Sunday, February 29, 2004
watch that foul thing that you call YOUR MOUTH.
i've heard alot of "drink more water!" but i think if i take another gulp, i would just *barf.
water's so tasteless!!!!
and porridge. UGH as if rice isint that bad enough.
rice AND water !!!! yuckyuckyuck.
took a jab this morning in my butt. i was squirming and writhing away and the doctor slapped my butt !! haha i quote cheese, so "kinkEHHH".
i've got 2 days mc..! on one hand, i'm glad. i can get to rest AND watch my Oscars!
but hell, there are probably a billion uncopied notes and undone tutorials.
and do i care? remotely, i know i do. really really do. i can be what you would call a kiasu.
but sometimes i just wanna run away. like tg said.
scuttling off is one thing. coming back and facing them again is another.
i'm washing my hands off. :X
dad's still the sweetest thing on earth. john mayer's a close second. :)
there's this mega rich French guy who's hell bent on wooing my mom. He's even invited her[and hopefully,really hopefullyme] to his yatch in Marseilles, the South of France!
its bloody yatch baby! i know no one who owns a yatch!! a sampan perhaps. but not a yatch!! -drool.
i think its 10:27 PM now
Saturday, February 28, 2004
i'm swearing on my smelly life that i'm never EVER gonna drink margaritas. ever again.
and margaritas do NOT go well with pasta, and why the bloody Italians seem to think otherwise is beyond me.
and i think i mentioned it already. i hate nursing hangovers. esp when you're nursing it over a bloody Chem test!
i just wish my head would stop hurting, period.
i think its 11:36 PM now
Wednesday, February 25, 2004
*i can't believe you're here with me
and now it seems my world's complete
and i never want this moment to end
i close my eyes and still i see
my dreams become reality
and now i now how it feels to be in love
i prayed so many nights that you would come my way
an angel from above to light my darkest day
i think it's time for you to heed these lines
cos there's something i wanna say
i finally found what i've been looking for
and now you know i'm going to love you more
hold me tight cos it's always been you
to think that you were always there
to be my friend and wipe away my tears
now it's clear that it's always been you
sometimes you don't expect that friends
can become lovers in the end
only god knows what the future will bring
so hold me close and don't let go
cos this is love, boy, don't you know?
and we're gonna be together for eternity
i prayed so many nights that you would come my way
an angel from above to light my darkest day
a love so strong it's can't be wrong
it's with you that i belong*
i finally found what i've been lookin for
and now you know i'm going to love you more
hold me tight 'cos it's always been you
to think that you were always there
to be my friend and wipe away my tears
now it's clear that it's always been you
*this time i'm gonna make sure it turns out right
i wanna be your everything and by your side
for the rest of my life
this love feels the way that love should be
look in my eyes and realise there's no disguise
cos i'm in love with you
i finally found what i've been looking for
and now you know i'm going to love you more
hold me tight cos it's always been you
to think that you were always there
to be my friend and wipe away my tears
now it's clear that it's always been you
i think its 10:12 PM now
"i miss you guys a whole lot.. feel like rolling over to yr sch rite now! feel so empty without you.. miss ya crappings! my class so boring.. dread.."
i wanna *hug you too!! :(
you know how they say 'i can die missing you'.. thats a very cheesy line aint it?
no NOW i can really die.
i cant wait for Mardi Gras 2004!! i can finally see them again!
and goony!! oh god, i realllllly do miss that silly girl a WHOLE lot.
but i just dont feel like seeing //some// people there..
yeah, DREAD !! -rolls eyes. really really do hope i wont bump into you.
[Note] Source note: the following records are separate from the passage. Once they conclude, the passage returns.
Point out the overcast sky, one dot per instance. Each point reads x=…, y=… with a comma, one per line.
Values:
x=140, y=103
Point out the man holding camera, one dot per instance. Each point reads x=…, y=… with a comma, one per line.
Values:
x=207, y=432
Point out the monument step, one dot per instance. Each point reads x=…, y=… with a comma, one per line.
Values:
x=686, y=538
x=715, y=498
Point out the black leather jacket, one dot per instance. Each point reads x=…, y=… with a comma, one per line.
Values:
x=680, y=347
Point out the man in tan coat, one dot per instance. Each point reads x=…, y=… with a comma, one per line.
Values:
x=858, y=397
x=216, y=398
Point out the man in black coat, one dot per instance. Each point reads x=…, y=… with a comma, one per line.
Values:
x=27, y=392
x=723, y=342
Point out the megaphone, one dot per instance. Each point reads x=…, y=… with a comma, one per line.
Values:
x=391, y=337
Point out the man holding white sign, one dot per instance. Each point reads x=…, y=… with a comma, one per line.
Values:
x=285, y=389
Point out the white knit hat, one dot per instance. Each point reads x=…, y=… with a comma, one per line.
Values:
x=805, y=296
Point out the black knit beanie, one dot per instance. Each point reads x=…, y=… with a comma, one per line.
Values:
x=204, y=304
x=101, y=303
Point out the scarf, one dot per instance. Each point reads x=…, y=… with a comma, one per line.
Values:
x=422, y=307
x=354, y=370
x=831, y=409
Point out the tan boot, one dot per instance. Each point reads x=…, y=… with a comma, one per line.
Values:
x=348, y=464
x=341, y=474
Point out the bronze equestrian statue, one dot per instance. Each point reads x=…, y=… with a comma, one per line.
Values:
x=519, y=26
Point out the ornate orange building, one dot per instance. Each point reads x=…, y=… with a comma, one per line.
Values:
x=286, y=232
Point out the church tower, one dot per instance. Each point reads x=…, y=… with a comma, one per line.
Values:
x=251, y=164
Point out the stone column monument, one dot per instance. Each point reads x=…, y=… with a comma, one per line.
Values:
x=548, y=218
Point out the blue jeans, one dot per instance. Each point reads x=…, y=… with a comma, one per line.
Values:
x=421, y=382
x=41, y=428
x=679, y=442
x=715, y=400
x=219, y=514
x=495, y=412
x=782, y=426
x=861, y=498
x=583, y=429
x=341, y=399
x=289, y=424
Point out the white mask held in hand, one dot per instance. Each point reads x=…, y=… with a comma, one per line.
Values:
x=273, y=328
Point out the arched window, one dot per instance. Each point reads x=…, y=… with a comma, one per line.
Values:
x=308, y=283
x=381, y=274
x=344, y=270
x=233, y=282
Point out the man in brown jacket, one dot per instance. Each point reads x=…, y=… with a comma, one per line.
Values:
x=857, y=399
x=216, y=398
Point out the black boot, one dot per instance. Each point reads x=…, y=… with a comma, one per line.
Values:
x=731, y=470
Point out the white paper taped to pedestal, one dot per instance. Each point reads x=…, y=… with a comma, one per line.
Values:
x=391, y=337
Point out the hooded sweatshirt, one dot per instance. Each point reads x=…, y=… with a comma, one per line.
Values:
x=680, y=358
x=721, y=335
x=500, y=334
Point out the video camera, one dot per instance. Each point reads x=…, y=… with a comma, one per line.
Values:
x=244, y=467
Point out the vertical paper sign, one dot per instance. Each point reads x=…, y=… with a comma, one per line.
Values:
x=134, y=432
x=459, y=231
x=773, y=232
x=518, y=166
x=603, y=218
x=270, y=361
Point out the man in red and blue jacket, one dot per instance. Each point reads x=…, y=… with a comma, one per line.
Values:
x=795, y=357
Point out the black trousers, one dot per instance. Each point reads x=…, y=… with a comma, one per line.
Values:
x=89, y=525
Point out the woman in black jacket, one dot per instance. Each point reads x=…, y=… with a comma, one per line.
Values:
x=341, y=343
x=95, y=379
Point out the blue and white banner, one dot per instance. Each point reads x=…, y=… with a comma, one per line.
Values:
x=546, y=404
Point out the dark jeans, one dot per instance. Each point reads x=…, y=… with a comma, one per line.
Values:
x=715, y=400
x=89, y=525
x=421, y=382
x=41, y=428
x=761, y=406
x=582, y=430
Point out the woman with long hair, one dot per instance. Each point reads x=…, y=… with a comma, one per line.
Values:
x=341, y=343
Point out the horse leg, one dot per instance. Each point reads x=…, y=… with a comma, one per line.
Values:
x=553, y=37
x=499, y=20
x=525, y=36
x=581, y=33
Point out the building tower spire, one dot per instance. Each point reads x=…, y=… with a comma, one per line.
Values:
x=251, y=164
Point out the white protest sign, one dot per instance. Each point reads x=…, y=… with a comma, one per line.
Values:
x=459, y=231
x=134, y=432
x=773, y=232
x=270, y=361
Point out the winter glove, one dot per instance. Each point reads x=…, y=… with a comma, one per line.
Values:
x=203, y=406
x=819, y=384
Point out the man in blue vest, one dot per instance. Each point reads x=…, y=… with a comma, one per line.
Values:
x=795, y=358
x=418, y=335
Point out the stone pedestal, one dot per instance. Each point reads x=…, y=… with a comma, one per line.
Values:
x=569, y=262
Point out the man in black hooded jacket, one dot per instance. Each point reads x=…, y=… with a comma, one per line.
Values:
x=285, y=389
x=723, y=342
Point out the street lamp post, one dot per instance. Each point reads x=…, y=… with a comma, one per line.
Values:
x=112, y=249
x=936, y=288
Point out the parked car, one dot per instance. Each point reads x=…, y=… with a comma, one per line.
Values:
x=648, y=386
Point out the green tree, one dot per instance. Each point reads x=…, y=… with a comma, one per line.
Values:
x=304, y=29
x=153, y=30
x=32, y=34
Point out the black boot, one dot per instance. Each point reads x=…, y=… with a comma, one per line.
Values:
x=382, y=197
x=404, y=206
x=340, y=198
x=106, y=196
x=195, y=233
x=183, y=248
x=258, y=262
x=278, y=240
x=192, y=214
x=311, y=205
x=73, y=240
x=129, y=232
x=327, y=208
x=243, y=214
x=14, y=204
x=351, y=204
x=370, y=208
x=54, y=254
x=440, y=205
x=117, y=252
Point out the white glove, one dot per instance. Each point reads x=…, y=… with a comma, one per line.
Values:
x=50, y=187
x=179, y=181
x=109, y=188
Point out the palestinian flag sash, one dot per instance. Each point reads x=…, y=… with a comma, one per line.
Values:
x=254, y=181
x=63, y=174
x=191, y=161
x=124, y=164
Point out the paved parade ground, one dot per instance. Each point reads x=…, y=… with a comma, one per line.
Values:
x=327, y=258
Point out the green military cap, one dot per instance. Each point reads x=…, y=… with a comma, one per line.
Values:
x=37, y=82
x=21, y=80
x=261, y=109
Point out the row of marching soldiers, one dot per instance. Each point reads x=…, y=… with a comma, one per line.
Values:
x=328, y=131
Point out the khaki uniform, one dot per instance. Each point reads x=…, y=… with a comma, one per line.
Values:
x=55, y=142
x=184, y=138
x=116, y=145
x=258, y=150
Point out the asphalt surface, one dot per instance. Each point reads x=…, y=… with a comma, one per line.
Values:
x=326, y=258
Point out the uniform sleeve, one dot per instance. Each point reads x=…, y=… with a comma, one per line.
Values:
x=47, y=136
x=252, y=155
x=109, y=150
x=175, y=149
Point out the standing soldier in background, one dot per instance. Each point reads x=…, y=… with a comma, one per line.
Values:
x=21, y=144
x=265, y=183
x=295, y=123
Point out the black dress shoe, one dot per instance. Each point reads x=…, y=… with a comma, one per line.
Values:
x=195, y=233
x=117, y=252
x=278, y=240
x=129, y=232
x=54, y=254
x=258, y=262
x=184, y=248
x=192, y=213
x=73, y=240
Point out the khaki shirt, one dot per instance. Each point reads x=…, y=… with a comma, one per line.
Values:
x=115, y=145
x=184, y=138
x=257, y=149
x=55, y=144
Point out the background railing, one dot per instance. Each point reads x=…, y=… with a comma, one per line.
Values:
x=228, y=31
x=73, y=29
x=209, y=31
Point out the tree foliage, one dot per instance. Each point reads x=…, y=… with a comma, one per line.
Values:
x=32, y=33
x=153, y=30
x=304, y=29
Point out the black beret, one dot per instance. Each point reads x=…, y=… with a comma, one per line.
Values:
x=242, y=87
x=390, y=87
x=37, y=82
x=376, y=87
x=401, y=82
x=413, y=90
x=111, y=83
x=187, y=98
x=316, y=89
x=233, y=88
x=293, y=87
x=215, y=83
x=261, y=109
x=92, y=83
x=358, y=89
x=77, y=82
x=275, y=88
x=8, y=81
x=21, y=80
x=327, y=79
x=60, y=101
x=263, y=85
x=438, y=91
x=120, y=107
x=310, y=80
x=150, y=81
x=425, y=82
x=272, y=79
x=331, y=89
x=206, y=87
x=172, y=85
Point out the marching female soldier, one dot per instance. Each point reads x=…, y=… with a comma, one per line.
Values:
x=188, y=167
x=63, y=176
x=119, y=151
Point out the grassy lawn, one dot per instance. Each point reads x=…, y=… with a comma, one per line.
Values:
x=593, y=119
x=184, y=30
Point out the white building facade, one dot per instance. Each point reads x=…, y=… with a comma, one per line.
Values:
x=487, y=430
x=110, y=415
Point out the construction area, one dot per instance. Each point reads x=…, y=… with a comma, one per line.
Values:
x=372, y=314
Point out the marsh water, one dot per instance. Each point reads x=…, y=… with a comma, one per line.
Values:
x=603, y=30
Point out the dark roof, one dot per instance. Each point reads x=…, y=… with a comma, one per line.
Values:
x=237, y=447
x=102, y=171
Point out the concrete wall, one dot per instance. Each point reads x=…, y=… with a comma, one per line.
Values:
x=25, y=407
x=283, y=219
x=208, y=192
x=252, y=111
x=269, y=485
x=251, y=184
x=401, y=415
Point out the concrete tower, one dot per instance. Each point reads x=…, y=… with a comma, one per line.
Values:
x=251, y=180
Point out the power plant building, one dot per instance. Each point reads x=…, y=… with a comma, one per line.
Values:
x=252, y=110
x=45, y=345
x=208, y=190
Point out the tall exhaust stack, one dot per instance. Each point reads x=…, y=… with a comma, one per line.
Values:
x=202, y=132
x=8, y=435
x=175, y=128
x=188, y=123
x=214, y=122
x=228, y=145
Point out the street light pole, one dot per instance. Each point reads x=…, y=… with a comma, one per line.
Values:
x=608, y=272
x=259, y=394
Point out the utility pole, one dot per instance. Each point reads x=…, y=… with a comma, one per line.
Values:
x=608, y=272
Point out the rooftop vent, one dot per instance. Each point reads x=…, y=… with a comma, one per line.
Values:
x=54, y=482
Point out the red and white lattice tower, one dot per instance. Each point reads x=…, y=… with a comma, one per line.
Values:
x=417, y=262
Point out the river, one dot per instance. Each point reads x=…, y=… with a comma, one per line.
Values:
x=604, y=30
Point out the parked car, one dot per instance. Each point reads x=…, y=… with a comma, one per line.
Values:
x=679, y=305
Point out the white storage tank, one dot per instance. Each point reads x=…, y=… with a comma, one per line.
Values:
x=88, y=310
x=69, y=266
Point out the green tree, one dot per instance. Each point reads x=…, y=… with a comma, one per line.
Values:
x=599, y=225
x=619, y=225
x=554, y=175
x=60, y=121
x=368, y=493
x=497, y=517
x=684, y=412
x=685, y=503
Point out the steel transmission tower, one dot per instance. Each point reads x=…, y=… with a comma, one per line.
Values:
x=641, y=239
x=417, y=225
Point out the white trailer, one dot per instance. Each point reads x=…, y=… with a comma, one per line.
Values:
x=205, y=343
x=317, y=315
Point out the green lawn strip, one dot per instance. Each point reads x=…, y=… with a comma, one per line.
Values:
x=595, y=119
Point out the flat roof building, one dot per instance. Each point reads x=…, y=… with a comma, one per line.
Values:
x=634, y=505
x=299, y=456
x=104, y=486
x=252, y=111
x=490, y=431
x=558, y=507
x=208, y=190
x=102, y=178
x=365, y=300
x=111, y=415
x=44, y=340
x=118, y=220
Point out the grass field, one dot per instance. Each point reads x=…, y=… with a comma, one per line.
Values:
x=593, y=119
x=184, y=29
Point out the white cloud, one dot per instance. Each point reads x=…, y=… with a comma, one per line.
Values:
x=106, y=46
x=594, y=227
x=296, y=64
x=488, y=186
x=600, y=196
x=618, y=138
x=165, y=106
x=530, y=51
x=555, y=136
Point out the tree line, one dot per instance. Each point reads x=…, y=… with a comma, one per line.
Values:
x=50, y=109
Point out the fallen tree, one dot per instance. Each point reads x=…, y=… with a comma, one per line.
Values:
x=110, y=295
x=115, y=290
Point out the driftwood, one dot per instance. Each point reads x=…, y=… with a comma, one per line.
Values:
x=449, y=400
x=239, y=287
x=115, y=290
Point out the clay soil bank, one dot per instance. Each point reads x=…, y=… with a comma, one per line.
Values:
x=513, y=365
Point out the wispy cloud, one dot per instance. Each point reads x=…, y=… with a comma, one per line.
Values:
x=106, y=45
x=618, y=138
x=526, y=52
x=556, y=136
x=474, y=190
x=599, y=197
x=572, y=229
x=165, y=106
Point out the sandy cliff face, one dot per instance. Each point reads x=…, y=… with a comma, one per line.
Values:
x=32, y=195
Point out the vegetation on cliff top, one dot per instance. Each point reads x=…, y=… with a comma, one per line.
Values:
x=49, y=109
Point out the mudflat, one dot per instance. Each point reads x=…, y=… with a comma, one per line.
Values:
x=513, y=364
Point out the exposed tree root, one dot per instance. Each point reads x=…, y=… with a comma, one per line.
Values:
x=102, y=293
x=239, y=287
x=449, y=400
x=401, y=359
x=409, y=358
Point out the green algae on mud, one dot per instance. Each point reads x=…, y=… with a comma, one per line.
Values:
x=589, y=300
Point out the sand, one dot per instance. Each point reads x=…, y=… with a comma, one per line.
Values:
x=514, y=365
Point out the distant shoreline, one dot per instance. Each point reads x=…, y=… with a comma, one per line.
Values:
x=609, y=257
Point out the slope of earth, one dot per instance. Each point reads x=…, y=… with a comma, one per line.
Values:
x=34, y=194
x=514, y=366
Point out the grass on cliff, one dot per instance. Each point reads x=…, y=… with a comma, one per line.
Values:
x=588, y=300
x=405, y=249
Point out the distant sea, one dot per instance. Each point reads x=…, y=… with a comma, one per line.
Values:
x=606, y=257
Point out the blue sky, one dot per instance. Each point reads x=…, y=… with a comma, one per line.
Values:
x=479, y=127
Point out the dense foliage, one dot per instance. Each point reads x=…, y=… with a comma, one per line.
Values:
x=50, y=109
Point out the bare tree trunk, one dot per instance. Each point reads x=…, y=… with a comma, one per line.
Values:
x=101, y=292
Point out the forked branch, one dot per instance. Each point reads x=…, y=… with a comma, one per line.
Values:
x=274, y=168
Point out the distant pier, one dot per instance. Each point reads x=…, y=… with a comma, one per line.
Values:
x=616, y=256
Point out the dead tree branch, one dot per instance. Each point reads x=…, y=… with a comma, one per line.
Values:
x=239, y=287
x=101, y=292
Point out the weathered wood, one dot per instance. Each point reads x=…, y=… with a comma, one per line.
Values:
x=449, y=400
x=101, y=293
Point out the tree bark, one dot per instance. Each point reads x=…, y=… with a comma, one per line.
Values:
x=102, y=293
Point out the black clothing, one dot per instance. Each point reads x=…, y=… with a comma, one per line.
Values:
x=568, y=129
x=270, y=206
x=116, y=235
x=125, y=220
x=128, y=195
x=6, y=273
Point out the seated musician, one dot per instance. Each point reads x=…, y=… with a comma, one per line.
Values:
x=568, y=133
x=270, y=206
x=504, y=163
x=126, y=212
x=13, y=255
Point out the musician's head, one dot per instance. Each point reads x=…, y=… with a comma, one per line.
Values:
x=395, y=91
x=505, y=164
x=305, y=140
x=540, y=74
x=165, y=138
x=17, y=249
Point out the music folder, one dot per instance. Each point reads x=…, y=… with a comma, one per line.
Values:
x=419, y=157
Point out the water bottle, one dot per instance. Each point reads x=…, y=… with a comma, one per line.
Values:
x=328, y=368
GAHHHH
i'd be praying extra hard for you okay, Sean? smile :)
i think its 9:14 PM now
Monday, February 23, 2004
a very long time ago.. i told yy,
"you're probably the most generous person i know.."
know wot yy replied?
"actually i think i should be the one saying that to you.."
awww.
its funny how little things like that can open up a whole new horizon.
i think its 9:20 PM now
ARGHHHHHHHHHHHHHHHHHHHHH !!!!!
i think its 9:18 PM now
but you totally made me lose it.
dont wanna mention names here but *** ******** !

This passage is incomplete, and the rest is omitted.